A Era do Chumbo é um conto sobre permanência e morte, amor e degradação e sobre o mistério de uma doença que marcou uma geração. Margaret Atwood pode não ter, nos contos, a mesma habilidade para desenvolver personagens que Alice Munro, mas a mão forte de sua escrita sobre a passagem do tempo faz com que as histórias de Dicas da Imensidão sejam imperdíveis. Na próxima semana, vamos até a página 188, com o conto Peso.

Mariane Domingos e Tainara Machado

Muitas vezes, em Dicas da Imensidão, demoramos a nos situar dentro dos contos escritos por Margaret Atwood. Durante algumas páginas, a leitura flui, mas não fica claro para o leitor onde Atwood quer chegar com aquele texto. Com habilidade, porém, a escritora canadense desenvolve a conclusão de suas histórias, nos surpreendendo com a densidade das camadas de sentido que ela vai sobrepondo para unir passado e futuro numa mesma narrativa.
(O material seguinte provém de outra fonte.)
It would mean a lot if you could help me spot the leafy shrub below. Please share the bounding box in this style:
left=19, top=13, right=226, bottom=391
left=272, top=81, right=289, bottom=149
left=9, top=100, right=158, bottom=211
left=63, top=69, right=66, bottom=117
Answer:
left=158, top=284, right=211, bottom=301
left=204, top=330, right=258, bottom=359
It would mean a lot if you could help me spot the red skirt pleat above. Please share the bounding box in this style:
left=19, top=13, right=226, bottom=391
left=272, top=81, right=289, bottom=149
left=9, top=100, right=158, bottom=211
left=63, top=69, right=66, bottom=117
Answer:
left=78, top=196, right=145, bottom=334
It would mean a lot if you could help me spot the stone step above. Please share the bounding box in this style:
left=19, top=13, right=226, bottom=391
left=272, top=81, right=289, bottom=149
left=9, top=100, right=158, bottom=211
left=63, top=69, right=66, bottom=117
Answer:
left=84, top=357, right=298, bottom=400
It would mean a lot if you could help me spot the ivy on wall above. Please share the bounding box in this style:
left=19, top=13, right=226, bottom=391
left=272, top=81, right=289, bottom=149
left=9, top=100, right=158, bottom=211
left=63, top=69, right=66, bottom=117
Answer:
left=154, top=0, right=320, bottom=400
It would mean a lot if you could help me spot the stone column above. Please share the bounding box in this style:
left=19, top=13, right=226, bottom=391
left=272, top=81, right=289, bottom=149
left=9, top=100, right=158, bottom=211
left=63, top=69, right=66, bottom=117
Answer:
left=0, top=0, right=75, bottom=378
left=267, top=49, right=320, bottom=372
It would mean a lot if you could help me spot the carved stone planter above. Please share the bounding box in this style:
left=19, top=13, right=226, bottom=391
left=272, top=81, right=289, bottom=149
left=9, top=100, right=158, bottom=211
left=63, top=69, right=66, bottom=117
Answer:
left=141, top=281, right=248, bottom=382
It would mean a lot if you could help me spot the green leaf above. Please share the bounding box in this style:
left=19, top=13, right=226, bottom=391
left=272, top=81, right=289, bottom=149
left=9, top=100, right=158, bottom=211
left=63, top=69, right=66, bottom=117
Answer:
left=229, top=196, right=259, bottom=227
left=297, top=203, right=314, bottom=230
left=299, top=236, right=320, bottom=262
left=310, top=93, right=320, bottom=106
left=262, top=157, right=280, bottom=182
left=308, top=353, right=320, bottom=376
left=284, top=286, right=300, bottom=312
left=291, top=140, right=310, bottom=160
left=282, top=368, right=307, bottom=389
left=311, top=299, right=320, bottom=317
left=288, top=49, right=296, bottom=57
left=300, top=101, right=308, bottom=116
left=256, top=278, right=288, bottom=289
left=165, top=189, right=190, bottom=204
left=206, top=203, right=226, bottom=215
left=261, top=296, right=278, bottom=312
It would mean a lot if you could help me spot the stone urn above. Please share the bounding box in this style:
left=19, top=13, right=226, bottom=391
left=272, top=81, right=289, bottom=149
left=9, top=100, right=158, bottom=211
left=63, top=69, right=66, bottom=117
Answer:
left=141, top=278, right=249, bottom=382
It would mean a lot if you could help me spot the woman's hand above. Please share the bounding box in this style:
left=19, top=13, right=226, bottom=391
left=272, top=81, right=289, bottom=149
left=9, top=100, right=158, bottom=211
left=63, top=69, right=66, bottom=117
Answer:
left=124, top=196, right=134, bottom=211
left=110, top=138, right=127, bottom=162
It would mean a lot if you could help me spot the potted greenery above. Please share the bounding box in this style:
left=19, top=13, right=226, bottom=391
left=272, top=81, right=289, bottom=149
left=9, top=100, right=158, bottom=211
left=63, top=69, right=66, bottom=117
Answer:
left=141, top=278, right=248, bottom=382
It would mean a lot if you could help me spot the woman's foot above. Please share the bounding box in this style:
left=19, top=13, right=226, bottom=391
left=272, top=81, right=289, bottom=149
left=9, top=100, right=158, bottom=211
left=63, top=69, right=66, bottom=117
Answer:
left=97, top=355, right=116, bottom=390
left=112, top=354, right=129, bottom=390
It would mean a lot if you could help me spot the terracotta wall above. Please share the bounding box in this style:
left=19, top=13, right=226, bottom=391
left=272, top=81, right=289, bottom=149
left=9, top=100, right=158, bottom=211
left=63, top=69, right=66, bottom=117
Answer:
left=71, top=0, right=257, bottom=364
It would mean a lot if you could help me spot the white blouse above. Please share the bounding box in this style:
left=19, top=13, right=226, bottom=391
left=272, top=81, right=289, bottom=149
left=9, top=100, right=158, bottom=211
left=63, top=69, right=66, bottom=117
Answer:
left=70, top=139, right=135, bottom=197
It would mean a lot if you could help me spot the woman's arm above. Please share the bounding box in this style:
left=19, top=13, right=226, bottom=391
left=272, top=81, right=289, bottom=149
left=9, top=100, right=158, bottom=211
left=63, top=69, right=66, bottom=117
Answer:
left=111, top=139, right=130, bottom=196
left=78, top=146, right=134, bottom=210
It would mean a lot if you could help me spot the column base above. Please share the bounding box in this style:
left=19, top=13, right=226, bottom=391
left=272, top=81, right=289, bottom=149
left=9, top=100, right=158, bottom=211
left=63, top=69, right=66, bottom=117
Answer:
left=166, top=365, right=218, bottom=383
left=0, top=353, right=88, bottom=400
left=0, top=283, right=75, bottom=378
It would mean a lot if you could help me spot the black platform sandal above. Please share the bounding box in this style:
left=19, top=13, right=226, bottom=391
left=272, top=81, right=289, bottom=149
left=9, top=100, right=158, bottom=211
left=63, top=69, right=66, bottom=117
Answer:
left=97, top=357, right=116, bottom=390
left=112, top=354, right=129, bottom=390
A Era do Chumbo segue esse modelo. A primeira cena relata uma descoberta arqueológica. O corpo de um homem que esteve enterrado por 150 anos sob uma camada de gelo foi descoberto praticamente intacto após escavações. Em um programa de tv, Jane, a personagem principal, acompanha a missão ao mesmo tempo em que resgata lembranças de um passado já remoto e de seu amigo Vicent.

Naquele momento, contemplando a televisão enquanto o losango de gelo gradualmente se derrete, e a silhueta do corpo do jovem marinheiro se torna mais clara e se define, Jane se lembra de Vincent, aos 16 anos e com mais cabelo na época, arqueando uma sobrancelha, levantando o lábio numa expressão de arremedo de zombaria, dizendo: “Franklin, meu caro, não estou nem aí”.
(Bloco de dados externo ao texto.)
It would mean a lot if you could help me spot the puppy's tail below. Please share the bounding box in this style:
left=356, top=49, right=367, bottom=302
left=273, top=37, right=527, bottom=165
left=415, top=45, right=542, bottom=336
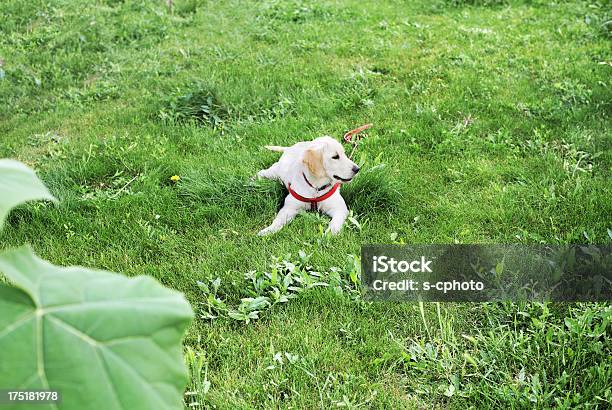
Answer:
left=266, top=145, right=287, bottom=152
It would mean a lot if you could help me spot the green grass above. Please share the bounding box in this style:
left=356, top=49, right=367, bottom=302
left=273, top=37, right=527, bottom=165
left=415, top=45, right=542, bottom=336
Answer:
left=0, top=0, right=612, bottom=408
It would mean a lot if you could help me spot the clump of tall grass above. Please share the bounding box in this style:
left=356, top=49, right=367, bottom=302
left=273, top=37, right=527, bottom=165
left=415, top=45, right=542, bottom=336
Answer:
left=342, top=164, right=403, bottom=216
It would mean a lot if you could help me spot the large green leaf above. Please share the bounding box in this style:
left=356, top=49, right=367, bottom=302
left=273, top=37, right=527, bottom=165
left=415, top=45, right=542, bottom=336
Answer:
left=0, top=247, right=193, bottom=410
left=0, top=159, right=55, bottom=227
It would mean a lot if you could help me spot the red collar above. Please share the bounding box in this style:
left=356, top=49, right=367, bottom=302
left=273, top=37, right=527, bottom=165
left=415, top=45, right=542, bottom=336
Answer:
left=287, top=175, right=340, bottom=211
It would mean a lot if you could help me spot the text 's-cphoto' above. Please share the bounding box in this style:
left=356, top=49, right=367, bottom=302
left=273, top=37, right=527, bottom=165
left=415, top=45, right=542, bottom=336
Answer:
left=0, top=0, right=612, bottom=410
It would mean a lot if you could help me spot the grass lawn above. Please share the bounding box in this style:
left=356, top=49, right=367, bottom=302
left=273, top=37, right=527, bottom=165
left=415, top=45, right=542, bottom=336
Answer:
left=0, top=0, right=612, bottom=409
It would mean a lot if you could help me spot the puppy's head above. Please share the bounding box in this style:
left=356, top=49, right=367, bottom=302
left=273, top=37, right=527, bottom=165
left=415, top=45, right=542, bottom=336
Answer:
left=304, top=136, right=359, bottom=183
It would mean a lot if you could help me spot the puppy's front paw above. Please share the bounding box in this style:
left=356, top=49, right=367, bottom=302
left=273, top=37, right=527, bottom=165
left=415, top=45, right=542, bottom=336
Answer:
left=257, top=227, right=272, bottom=236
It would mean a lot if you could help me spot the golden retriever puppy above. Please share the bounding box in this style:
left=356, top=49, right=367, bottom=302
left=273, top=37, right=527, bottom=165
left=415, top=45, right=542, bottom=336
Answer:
left=257, top=136, right=359, bottom=236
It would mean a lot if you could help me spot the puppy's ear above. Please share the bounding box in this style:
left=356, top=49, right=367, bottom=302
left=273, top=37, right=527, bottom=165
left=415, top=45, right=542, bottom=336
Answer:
left=303, top=148, right=325, bottom=178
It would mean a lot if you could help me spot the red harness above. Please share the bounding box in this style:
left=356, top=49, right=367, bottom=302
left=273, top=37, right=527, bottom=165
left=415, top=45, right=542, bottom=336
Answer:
left=287, top=174, right=340, bottom=211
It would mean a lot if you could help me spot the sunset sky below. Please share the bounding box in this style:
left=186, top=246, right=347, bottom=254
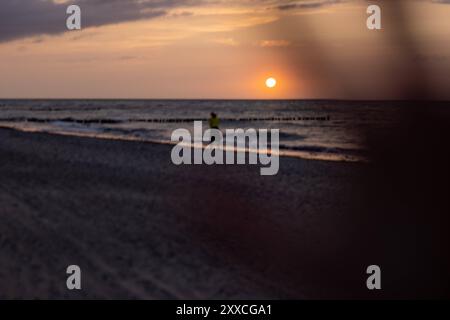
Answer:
left=0, top=0, right=450, bottom=99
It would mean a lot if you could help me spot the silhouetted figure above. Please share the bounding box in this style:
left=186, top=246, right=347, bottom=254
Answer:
left=209, top=112, right=220, bottom=129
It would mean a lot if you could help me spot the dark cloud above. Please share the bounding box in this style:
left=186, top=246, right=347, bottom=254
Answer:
left=0, top=0, right=192, bottom=42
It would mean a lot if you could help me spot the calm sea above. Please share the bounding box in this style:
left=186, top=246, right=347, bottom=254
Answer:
left=0, top=100, right=408, bottom=161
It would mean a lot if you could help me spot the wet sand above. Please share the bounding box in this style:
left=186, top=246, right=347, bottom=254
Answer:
left=0, top=129, right=384, bottom=299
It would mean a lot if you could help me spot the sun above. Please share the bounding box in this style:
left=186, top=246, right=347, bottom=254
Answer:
left=266, top=77, right=277, bottom=88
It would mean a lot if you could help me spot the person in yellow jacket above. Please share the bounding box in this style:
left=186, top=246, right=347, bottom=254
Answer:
left=209, top=112, right=220, bottom=129
left=208, top=112, right=220, bottom=142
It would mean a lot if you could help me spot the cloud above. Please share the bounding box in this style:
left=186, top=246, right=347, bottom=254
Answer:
left=213, top=38, right=239, bottom=47
left=0, top=0, right=348, bottom=42
left=0, top=0, right=192, bottom=42
left=258, top=40, right=291, bottom=48
left=277, top=0, right=342, bottom=10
A relação entre Jane e Vicent foi algo sinuosa, uma amizade que acumulava também traços mais parecidos com amor. No auge da ingenuidade da adolescência e em meio a uma Toronto efervescente, que se abria em promessas, os dois imaginavam um mundo em que não havia consequências, nem cobranças, nem limites.  
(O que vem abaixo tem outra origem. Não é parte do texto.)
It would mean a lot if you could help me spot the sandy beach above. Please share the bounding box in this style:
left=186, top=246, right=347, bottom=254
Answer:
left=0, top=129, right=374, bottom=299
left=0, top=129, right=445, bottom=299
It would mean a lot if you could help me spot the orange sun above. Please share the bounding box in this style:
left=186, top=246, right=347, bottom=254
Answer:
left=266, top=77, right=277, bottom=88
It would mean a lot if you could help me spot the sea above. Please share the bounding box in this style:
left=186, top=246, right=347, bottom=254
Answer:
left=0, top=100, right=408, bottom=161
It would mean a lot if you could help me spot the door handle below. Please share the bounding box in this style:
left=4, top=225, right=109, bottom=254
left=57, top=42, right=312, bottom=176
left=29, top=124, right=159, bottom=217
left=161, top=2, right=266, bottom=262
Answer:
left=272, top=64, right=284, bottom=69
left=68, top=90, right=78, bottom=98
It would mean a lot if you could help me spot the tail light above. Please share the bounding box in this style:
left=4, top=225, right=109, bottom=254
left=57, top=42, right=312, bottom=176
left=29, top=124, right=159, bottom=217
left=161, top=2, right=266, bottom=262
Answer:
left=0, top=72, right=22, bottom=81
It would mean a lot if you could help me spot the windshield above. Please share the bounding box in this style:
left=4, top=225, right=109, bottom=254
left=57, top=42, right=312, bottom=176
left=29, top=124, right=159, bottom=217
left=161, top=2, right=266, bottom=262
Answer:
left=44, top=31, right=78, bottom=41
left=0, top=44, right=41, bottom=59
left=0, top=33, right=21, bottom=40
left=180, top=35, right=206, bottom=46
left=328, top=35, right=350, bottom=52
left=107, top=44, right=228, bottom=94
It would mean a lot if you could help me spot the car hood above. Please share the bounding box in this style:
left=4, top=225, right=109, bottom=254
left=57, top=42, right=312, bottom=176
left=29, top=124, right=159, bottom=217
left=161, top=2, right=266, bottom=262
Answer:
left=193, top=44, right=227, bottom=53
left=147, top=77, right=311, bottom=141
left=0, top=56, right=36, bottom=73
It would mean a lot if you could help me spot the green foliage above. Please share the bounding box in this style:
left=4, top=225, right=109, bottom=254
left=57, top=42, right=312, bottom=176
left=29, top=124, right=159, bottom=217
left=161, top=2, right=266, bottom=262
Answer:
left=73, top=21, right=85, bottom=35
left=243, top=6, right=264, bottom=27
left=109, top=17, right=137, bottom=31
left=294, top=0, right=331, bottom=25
– Sem cinto, sem alfinete, sem toalhas e sem atrito.

Isso era de um anúncio de tampões, mas também era o lema deles. Era o que ambos queriam: liberdade do mundo de suas mães, do mundo das precauções, do mundo de fardos e destino e das pesadas repressões femininas sobre a carne. Eles queriam uma vida sem consequências. Até recentemente tinham conseguido.

O encontro de contas deles com as responsabilidades veio na forma de uma tragédia coletiva. John Torrington, o membro da expedição que morreu durante a viagem e foi enterrado sob o gelo, morreu envenenado, assim como o restante da tripulação, por um mistério só resolvido muitos  anos depois: a comida enlatada, uma novidade contra a ameaça do escorbuto nas navegações, fora contaminada pela presença de chumbo nas soldas da lata.

Vincent, o amigo de Jane, morreu também de uma doença desconhecida e devastadora. Em seu conto, Atwood não chega sequer a nomeá-la, mas os traços da epidemia de AIDS nos anos 80 são inconfundíveis: de repente, as pessoas em seu entorno foram morrendo de doenças aparentemente banais – uma infecção, uma pneumonia – que se tornaram fatais.

Estava internado para exames. Coisa nenhuma. Estava internado por causa do indizível, por causa do desconhecido.

Jane parece despencar para a vida cinza em que ela é obrigada a se encaixar, em uma cidade que também não lembra mais a sua. De um mundo de janelas e portas abertas, dos quais se podia “entrar para depois sair”, a sociedade evoluiu (e aqui talvez a palavra que expresse mais o sentimento de Atwood seja involuiu) para um estado em que a liberdade sexual passa a ser reprimida pelo desconhecido, há mercúrio no peixe e pesticida nas verduras. A reflexão subjacente parece ser que nos deixamos levar pelo desenvolvimento da indústria, da globalização, das consequências de escolhas que não fizemos, até um ponto em que nada mais tem a aura da liberdade prometida dos anos 70. A vida, como ela observa da janela, virou descartável.